[link] I spoke on 2005/6/9 at my local Python users group (http://www.baypiggies.net/) about my theater lighting project (http://light9.bigasterisk.com). Then I actually took off to do the theater lighting job, and only now do I have time to write about it. Matt Harrison already gave a review of my talk http://panela.blog-city.com/drew_perttula.htm
as did Dennis Reinhardt
http://baypiggies.net/pipermail/baypiggies/2005-June/001026.html
(followup at http://baypiggies.net/pipermail/baypiggies/2005-June/001029.html)
and Ross Parlette
http://baypiggies.net/pipermail/baypiggies/2005-June/001025.html My talk is at http://darcs.bigasterisk.com/light9/doc/talk.py and it includes some ascii art I did with emacs artist-mode. Launch emacs, type M-x artist-mode and then you can draw things with LMB and change modes with MMB menu. The airbrush mode looks especially nice in syntax-highlighted python code, since it lays down a lot of hashes that turn red. I was a bit worried about bringing such a specialized application to the piggies group. We normally talk about proper python language issues or more general app stuff, such as web interfaces.
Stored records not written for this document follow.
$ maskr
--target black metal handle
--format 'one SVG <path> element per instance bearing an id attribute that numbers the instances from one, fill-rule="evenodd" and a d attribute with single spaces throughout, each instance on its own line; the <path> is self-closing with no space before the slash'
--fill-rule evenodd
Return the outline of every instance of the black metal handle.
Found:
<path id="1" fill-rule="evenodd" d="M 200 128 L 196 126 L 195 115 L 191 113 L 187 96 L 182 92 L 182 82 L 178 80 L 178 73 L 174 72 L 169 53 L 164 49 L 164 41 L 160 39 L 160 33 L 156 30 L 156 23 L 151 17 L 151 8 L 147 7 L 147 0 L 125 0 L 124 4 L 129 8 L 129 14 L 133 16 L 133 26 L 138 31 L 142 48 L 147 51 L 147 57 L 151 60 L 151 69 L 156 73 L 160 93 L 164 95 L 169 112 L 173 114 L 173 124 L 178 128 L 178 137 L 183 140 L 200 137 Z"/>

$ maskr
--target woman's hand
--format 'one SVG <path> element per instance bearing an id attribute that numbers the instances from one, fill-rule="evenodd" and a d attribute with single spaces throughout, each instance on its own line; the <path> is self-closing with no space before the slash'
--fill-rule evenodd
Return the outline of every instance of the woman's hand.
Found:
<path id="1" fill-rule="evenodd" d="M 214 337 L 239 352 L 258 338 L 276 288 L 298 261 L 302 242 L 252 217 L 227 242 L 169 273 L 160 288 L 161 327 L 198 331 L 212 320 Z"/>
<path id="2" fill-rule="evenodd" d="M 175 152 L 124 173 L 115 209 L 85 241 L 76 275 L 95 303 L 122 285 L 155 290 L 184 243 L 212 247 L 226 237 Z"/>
I've certainly enjoyed past special-topic presentations, though. In the past, we've had intros to wavelets, analyzing gene data, SNMP, and more. Anyway, I worried that there might not be enough interest in my project and that I'd have trouble keeping the audience entertained for two hours. Fortunately, the questions came quickly and often, which was lots of fun for me. We also ran well past 9:30, which I hope means other people were having a good time too. Someone asked if I was paid for the project. I did get paid for my time in the theater, although that would have been the same regardless of whether or not my partner and I brought in our own control system or used the theater's own. All the rest of the software development is an unpaid open-source project. Dennis mentioned the use of ctypes (or some other all-python interface) to access the parallel port that we use to talk to our DMX lighting control server. The proper way to do our parport access would be to use an appropriate linux driver that lets us drive the control pins arbitrarily. Maybe that's a common driver feature- I've never checked. Then our app work would consist merely of some open()s, write()s, and ioctls() which can all be done in python. In fact, I wrote long ago some swig code that uses low-level outb calls to talk to the port, and we haven't felt pressure to change it. Nowadays, there is some pressure to convert the hardware to usb so it can be used with more common laptops. My final, open-ended topics were on how to do away with the awful system of manual saving and loading of data and on how to generalize my project into components and a 5GL that could be used to easily build a variety of related projects.